Reaching into the box, Rose removed the tree topper first, the glass star with its rays spreading upwards and outwards to the sky. She laid the star carefully on the chair next to the fireplace. Christmas never passed without someone remarking about the improbability of that star, in its crystal fragility, having survived another year and yet here it was, ready to lend its light to another season. Best to let Andrew and his six feet of height deal with that one.

Rose returned to the box. Peeking out from under the cushioning layer of tissue that had protected the star were the three most special ornaments. She picked up the first one, Randy’s. Crafted beautifully out of a solid piece of dark walnut, the ornament was a delicately carved reindeer figure standing next to a sleigh filled to overflowing with boxes and packages of every shape and size.
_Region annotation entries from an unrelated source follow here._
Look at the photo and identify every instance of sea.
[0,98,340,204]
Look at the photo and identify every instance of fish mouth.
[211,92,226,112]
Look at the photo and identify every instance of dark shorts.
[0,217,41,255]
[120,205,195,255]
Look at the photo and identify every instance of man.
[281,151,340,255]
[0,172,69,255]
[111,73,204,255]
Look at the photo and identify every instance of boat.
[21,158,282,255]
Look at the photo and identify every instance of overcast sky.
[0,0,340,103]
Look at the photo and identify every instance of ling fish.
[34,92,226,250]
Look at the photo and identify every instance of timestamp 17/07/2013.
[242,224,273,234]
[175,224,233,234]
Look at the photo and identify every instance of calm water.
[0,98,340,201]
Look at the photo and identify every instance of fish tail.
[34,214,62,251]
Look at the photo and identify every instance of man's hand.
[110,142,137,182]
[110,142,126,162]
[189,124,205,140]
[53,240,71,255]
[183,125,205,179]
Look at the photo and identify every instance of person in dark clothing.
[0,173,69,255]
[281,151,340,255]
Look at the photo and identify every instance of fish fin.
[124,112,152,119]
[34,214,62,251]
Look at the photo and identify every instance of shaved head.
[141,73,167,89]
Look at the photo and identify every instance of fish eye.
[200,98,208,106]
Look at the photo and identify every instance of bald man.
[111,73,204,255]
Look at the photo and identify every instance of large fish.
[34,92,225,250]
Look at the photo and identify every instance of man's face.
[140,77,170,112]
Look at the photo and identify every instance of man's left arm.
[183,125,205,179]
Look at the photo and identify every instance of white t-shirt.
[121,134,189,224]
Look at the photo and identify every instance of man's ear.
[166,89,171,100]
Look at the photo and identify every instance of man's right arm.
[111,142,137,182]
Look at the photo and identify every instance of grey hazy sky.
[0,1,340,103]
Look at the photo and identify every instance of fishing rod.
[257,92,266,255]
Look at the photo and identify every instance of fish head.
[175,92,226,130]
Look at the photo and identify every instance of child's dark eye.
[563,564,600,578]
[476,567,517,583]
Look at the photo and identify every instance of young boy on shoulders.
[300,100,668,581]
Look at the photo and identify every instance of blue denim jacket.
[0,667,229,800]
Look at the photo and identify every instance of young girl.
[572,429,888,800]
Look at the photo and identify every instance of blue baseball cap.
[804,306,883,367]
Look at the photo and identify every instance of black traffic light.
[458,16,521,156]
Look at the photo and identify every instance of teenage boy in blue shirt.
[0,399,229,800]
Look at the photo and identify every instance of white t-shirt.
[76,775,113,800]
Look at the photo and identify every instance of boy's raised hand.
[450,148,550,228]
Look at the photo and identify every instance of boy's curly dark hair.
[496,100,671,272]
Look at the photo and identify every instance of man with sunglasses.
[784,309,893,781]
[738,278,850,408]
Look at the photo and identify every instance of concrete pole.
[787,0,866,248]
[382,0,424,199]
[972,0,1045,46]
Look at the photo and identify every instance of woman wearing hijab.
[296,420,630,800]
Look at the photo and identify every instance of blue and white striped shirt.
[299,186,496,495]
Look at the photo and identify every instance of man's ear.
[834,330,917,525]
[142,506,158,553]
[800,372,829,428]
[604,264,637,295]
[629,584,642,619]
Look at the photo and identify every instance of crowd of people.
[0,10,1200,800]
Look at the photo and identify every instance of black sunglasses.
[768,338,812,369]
For all the delicacy of the carving the reindeer stood with an air of confidence and strength that was in no way diminished by the bright red ruby of its nose. Just like my Randy, she thought, except for the nose. The strong one. She hung the ornament near the top of the tree and returned to the box.

A shiny red locomotive lay next to the empty space where the reindeer had been. Brady’s little train. The metal locomotive, carefully painted with the finest golden accents and the logo of the Northern Rail Company, was a work of art in itself, but it was the engineer who really caught one’s eye.

Not content to ride inside, the laughing black bear, wearing a white Hudson’s Bay coat and a fur hat, straddled the coal bin at the rear of the locomotive, leaning merrily forward, a long red and black scarf streaming behind him in the wind. Rose picked the ornament up gently and looked at it in silence for a moment. So like Brady she thought. Always having a good time and all the better if there was a little risk involved. She hung the ornament not far from Randy’s, and turned back to the box to pick up the last of the three, Jennifer’s.

She cradled it in her hands, enjoying the exquisite smoothness of the ceramic figure. A little girl, her lovely painted eyes wide with delight, lay on a sled that raced downhill at what appeared to be breakneck speed. The little girl’s blonde locks escaped from under her wool hat, in just the way Jennifer’s did when she was that age. It seems like such a long time ago, thought Rose, and the lights on the tree blurred suddenly.

“Are you crying, darling?” Andrew spoke from behind her. She hadn’t noticed him come in.

Rose reached up to hang the third ornament and she felt his arms envelope her as she did so. She leaned back against him and let her head rest on his shoulders. “Only because I’m happy,” she said.

Andrew said nothing, and that was perfect. There was nothing she wanted him to say.